Eduardo - A técnica científica diminuiu meu desgaste físico, auxiliando-me na criação de métodos que poupam meu corpo dos excessos dos personagens.

Portal - Você é saudado como sucessor de Grande Otelo. O que pensa disso?

Eduardo - Me sinto orgulhoso e lisonjeado. Otelo foi brilhante. Um grande ator e o mais impressionante é que era totalmente intuitivo. Eu, não. Sou um artista que utiliza muita técnica. Para criar meus personagens preciso de estudo.

Portal - Geralmente, atores negros são escalados somente para interpretar personagens negros. Você é uma das raras exceções, Porquê?

Eduardo - Na televisão sempre representei personagens negros. Acredito que no teatro consiga papéis variados devido a minha versatilidade. Canto, danço, faço acrobacias e palhaçadas; um pouco de tudo.

Portal - Tendo sido criado num ambiente "não negro" (sua madrinha é branca, de descendência italiana) como se deu a descoberta do mundo afro?

Eduardo - Por acaso, de forma natural. Na religião, comecei pelo catolicismo, Secho-no-ie, pelas igrejas evangélica, messiânica e outras, fixando-me na umbanda. Para manter a forma pratiquei vários esportes, até identificar-me na capoeira. Meus ritmos preferidos são samba, pagode e forró. Enfim, vivo minha negritude.

Portal - Você já foi questionado sobre relações raciais em suas criações?

Eduardo - Não, nunca. Na verdade, eu mesmo crio minhas paranóias. Quando fiz "A Dama e o Vagabundo", fiquei preocupado pois a Dama era representada por uma atriz branca e eu o vagabundo, negro. Pensei que isto seria entendido negativamente. Enganei-me. Na "Comédia dos Erros "os escolhidos para interpretar os gêmeos foram eu e Augusto Pompeu. Novamente fiquei apreensivo com a relação que poderia ser feita entre negros e servidão. Era tudo bobagem. Os personagens poderiam ser de qualquer etnia. O importante era a qualidade do trabalho.

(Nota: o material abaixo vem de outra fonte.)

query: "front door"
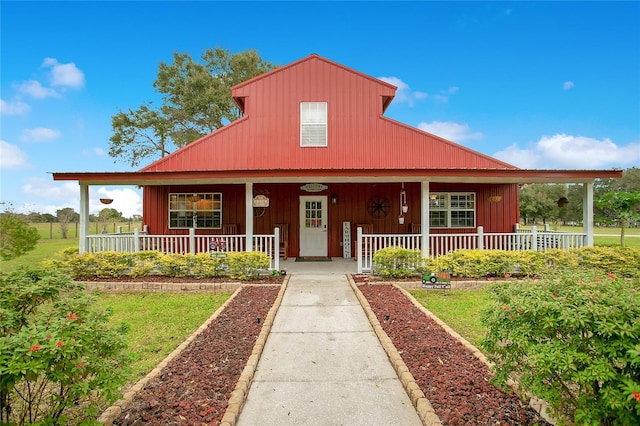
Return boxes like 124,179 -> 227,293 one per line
300,195 -> 328,257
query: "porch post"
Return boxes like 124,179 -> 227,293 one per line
244,182 -> 252,251
420,180 -> 430,258
78,183 -> 89,254
582,182 -> 593,247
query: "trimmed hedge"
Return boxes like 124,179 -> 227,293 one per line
47,251 -> 271,280
373,247 -> 640,278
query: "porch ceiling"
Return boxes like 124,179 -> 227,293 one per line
53,169 -> 622,186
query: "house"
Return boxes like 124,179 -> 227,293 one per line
53,54 -> 622,269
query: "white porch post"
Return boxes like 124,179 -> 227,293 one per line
78,183 -> 89,254
582,182 -> 594,247
420,180 -> 430,258
244,182 -> 252,251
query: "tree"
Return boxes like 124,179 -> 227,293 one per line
109,47 -> 274,166
56,207 -> 78,239
0,210 -> 40,260
596,191 -> 640,247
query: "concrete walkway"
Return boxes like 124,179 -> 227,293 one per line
236,260 -> 422,426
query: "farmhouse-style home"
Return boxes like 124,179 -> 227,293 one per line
53,54 -> 622,271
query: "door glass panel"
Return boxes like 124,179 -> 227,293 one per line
304,201 -> 322,228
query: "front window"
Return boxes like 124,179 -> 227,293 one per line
169,192 -> 222,229
300,102 -> 327,146
429,192 -> 476,228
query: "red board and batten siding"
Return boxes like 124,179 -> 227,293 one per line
144,182 -> 518,257
142,55 -> 515,173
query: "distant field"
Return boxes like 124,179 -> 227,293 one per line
0,222 -> 640,271
30,222 -> 142,240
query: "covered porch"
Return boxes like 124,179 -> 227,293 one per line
61,174 -> 594,273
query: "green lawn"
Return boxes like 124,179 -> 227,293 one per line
409,289 -> 490,347
97,292 -> 231,383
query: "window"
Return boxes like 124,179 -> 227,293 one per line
300,102 -> 327,146
429,192 -> 476,228
169,192 -> 222,229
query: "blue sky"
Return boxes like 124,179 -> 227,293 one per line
0,1 -> 640,216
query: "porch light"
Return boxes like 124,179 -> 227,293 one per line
558,197 -> 569,209
400,182 -> 409,216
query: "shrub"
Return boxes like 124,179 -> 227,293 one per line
46,251 -> 270,280
482,270 -> 640,425
373,247 -> 423,278
573,247 -> 640,277
0,269 -> 128,424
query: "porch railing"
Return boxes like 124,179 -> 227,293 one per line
356,226 -> 587,274
86,228 -> 280,270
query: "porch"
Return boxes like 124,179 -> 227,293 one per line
85,224 -> 588,274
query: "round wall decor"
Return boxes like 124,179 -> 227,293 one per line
367,195 -> 391,219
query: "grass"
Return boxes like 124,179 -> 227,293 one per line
0,238 -> 78,272
409,289 -> 490,348
97,292 -> 231,383
0,223 -> 640,272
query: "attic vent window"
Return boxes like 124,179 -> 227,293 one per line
300,102 -> 327,146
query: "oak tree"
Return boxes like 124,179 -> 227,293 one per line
109,47 -> 275,166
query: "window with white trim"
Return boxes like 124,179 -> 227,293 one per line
300,102 -> 327,146
429,192 -> 476,228
169,192 -> 222,229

Portal - A comunidade afro-descendente não freqüenta teatros. Dificilmente notamos na platéia número significativo deles. A que se deve isto? Existe solução?

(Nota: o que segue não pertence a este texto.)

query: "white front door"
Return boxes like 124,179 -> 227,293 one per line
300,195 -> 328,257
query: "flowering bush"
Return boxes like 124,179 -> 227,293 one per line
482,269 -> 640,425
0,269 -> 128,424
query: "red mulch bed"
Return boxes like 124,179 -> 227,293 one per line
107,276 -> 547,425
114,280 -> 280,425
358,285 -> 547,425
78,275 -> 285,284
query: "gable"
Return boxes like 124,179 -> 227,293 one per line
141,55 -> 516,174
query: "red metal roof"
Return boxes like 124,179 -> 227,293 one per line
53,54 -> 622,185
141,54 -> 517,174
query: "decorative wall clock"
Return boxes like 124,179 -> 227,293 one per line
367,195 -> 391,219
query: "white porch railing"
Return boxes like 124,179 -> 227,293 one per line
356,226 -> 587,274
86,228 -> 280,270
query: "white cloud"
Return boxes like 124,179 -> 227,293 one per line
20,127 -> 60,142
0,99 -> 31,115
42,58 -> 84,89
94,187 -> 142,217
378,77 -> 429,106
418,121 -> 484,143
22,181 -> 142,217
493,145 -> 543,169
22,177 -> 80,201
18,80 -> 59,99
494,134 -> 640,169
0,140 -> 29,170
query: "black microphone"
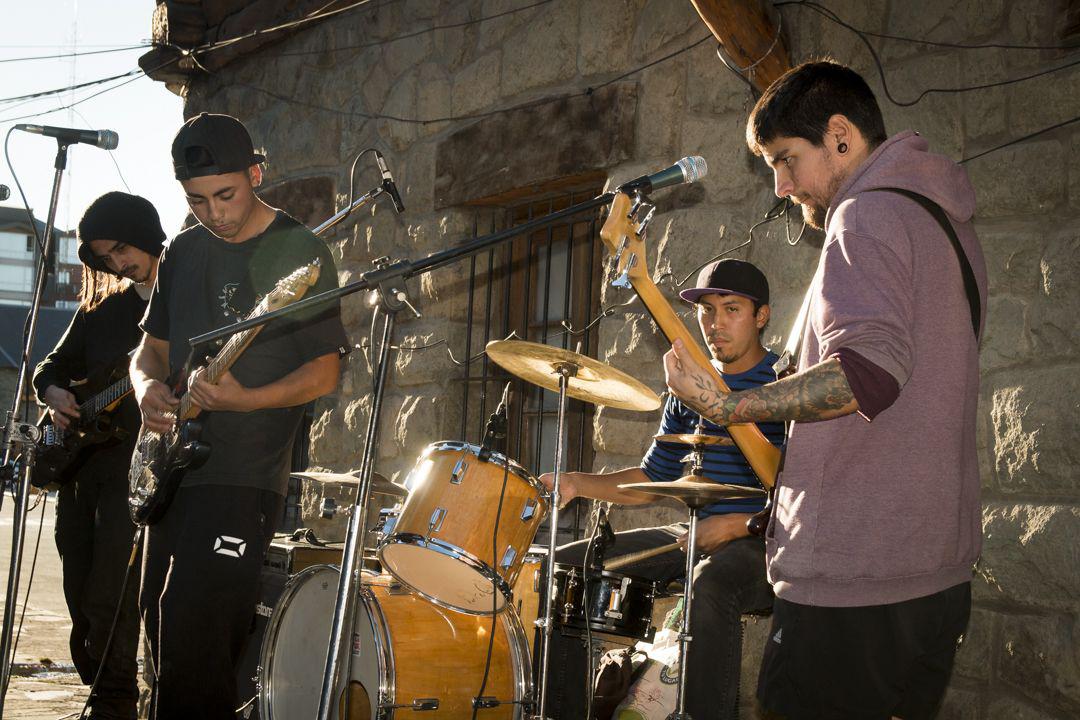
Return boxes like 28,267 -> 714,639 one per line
618,155 -> 708,192
15,124 -> 120,150
375,150 -> 405,213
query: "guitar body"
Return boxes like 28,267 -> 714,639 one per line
127,260 -> 319,525
127,419 -> 210,525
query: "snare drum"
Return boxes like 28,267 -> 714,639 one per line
379,441 -> 548,614
259,566 -> 531,720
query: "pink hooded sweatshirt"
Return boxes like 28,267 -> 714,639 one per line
767,132 -> 986,607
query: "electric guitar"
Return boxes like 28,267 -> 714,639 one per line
30,355 -> 132,488
127,260 -> 320,525
600,192 -> 780,489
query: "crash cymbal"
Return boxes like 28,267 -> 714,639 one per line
486,340 -> 660,410
652,433 -> 734,445
291,471 -> 408,498
619,475 -> 765,507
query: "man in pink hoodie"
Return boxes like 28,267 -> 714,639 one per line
664,62 -> 986,720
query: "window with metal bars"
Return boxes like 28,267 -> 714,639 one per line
460,187 -> 603,539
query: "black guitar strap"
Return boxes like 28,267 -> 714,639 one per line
875,188 -> 982,339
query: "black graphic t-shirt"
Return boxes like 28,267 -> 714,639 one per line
141,210 -> 348,494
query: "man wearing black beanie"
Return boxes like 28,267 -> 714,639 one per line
33,192 -> 165,720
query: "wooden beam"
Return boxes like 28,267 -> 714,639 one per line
690,0 -> 792,92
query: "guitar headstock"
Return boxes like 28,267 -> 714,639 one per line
266,259 -> 322,311
600,192 -> 652,287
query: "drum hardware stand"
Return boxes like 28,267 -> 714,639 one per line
319,257 -> 420,720
666,427 -> 704,720
532,363 -> 578,720
0,139 -> 69,717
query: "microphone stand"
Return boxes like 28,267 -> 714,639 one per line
188,188 -> 616,720
0,139 -> 68,717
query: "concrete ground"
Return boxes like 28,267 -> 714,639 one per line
0,495 -> 87,720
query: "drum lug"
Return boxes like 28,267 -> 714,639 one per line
450,458 -> 469,485
428,507 -> 446,532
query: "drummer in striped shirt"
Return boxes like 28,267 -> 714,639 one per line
540,259 -> 784,720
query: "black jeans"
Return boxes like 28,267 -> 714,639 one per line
548,524 -> 772,720
139,485 -> 285,720
55,451 -> 139,720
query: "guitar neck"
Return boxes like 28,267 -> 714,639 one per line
176,301 -> 267,420
631,276 -> 780,489
79,375 -> 132,424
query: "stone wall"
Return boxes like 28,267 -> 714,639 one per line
170,0 -> 1080,720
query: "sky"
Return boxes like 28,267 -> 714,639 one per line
0,0 -> 187,236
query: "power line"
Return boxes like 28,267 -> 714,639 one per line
0,42 -> 153,63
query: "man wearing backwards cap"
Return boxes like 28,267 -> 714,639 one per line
540,259 -> 784,720
132,113 -> 347,720
33,192 -> 165,720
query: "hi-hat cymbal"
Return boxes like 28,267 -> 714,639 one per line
619,475 -> 765,507
486,340 -> 660,410
291,473 -> 408,498
652,433 -> 734,445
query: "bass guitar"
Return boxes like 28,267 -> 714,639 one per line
600,192 -> 780,489
127,260 -> 320,525
30,355 -> 132,488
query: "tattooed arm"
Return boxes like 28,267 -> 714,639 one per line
664,340 -> 859,425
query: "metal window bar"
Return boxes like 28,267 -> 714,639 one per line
460,188 -> 602,543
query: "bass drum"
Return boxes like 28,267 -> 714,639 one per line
259,566 -> 531,720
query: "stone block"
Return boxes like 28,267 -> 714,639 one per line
967,140 -> 1066,219
633,57 -> 687,162
1027,231 -> 1080,362
997,613 -> 1080,717
633,0 -> 708,60
973,502 -> 1080,611
989,367 -> 1080,495
500,2 -> 579,97
578,0 -> 639,78
593,407 -> 659,458
935,683 -> 986,720
953,607 -> 1000,681
986,695 -> 1076,720
435,83 -> 637,207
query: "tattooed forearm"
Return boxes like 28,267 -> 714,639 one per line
689,358 -> 859,425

Eduardo - Em primeiro lugar a questão é mais abrangente. Os mais pobres (onde inclui-se a maioria dos afro-descendentes) não vão ao teatro por falta de dinheiro, e não por desinteresse. Em temporadas gratuitas a casa sempre lota. Há casos de pessoas que vão todos os dias. O problema é que o custo de manutenção de um espetáculo é muito alto: o aluguel do teatro vai de R$ 30 a R$ 40 mil !!! . Fora custos com operadores, manutenção, produção e outros profissionais. Por causa disso, estamos numa temporada dita popular e os preços chegam a R$ 25,00!!! Isto para quem ganha um salário mínimo é uma pequena fortuna. Às vezes, através de convites ou descontos consigo levar pessoas que nunca foram ao teatro. A reação delas é a melhor possível. O povo gosta de teatro.

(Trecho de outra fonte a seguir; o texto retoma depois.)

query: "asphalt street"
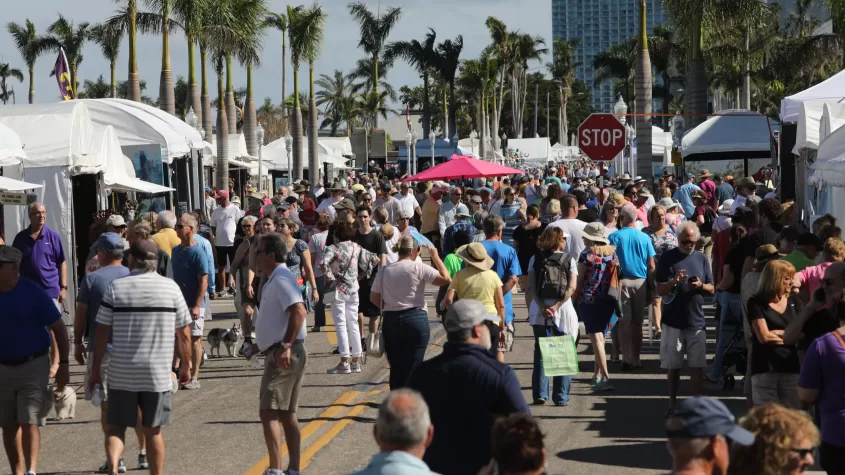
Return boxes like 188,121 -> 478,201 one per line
0,288 -> 816,475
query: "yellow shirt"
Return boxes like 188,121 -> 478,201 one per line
152,228 -> 182,257
420,198 -> 440,234
449,266 -> 502,324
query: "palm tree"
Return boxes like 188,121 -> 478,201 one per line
264,12 -> 288,120
7,18 -> 44,104
436,35 -> 464,138
349,2 -> 402,129
0,63 -> 23,104
85,23 -> 123,97
314,69 -> 352,136
173,0 -> 211,124
636,0 -> 654,188
546,38 -> 583,145
384,28 -> 437,137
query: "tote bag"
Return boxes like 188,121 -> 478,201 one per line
539,335 -> 578,378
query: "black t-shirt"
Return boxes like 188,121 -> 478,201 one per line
724,246 -> 745,295
748,295 -> 801,375
656,247 -> 713,330
576,208 -> 599,223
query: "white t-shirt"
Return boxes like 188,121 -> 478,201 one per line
255,264 -> 306,351
211,203 -> 244,247
548,218 -> 587,261
372,260 -> 440,312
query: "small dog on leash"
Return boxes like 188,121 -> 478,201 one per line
208,323 -> 242,358
53,386 -> 76,421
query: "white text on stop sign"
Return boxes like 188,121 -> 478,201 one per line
581,129 -> 625,147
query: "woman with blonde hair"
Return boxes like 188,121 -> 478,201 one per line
748,260 -> 803,409
728,404 -> 830,475
370,236 -> 452,390
527,227 -> 578,406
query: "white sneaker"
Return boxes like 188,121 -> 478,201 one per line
326,363 -> 352,374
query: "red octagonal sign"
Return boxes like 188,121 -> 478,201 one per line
578,114 -> 625,162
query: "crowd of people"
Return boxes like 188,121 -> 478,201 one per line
0,166 -> 845,475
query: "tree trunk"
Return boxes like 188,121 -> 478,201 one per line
226,55 -> 238,134
215,65 -> 229,191
291,69 -> 302,180
635,0 -> 654,190
243,63 -> 259,157
127,1 -> 141,102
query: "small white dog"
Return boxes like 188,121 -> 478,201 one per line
53,386 -> 76,420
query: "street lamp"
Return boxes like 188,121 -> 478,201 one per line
255,122 -> 264,193
285,136 -> 294,187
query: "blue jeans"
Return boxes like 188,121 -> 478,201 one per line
381,308 -> 431,389
531,325 -> 572,403
711,292 -> 742,379
314,275 -> 326,327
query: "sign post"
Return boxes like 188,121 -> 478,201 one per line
578,114 -> 625,204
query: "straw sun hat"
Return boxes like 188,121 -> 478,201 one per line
455,242 -> 493,270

Portal - Caberia então ao governo popularizar o acesso?

Eduardo - Ao governo e a iniciativa privada. Os custos para a produção de um espetáculo para uma grande empresa e até mesmo para as de médio porte são ínfimos para elas. O retorno é garantido em doses de educação e cidadania.

Portal - Quando interpreta personagens cômicos você é imbatível. Esse humor está presente em seu dia a dia?

Eduardo - Sou naturalmente bem humorado, de forma diferente de meus personanagens. Neles procuro criar uma graça própria, resguardando a que me é natural.

Portal - Quem vê seus tipos no teatro fica impressionado com a diferença que há entre eles e o rapaz sério e circunspecto que apresenta "Conexão Sebrae" e "Telecurso 2000". É difícil não criar tipos para esses dois personagens?

Eduardo - No começo foi. Sempre tive facilidade em criar tipos. De repente tinha que ser eu mesmo dando credibilidade a uma idéia. Aprendi tudo na própria TV.

Portal - Com tantos personagens e espetáculos marcantes, você conseguiria destacar alguns?

Eduardo - Fica difícil. Tenho boas lembranças daqueles onde a comédia e a emoção caminhavam juntos. Fazer drama é delicado. Fazer rir é difícil. Juntar os dois sentimentos é complicadíssmo. Por isso o bom resultado é muito mais gratificante.

Portal - Como imagina sua carreira no futuro?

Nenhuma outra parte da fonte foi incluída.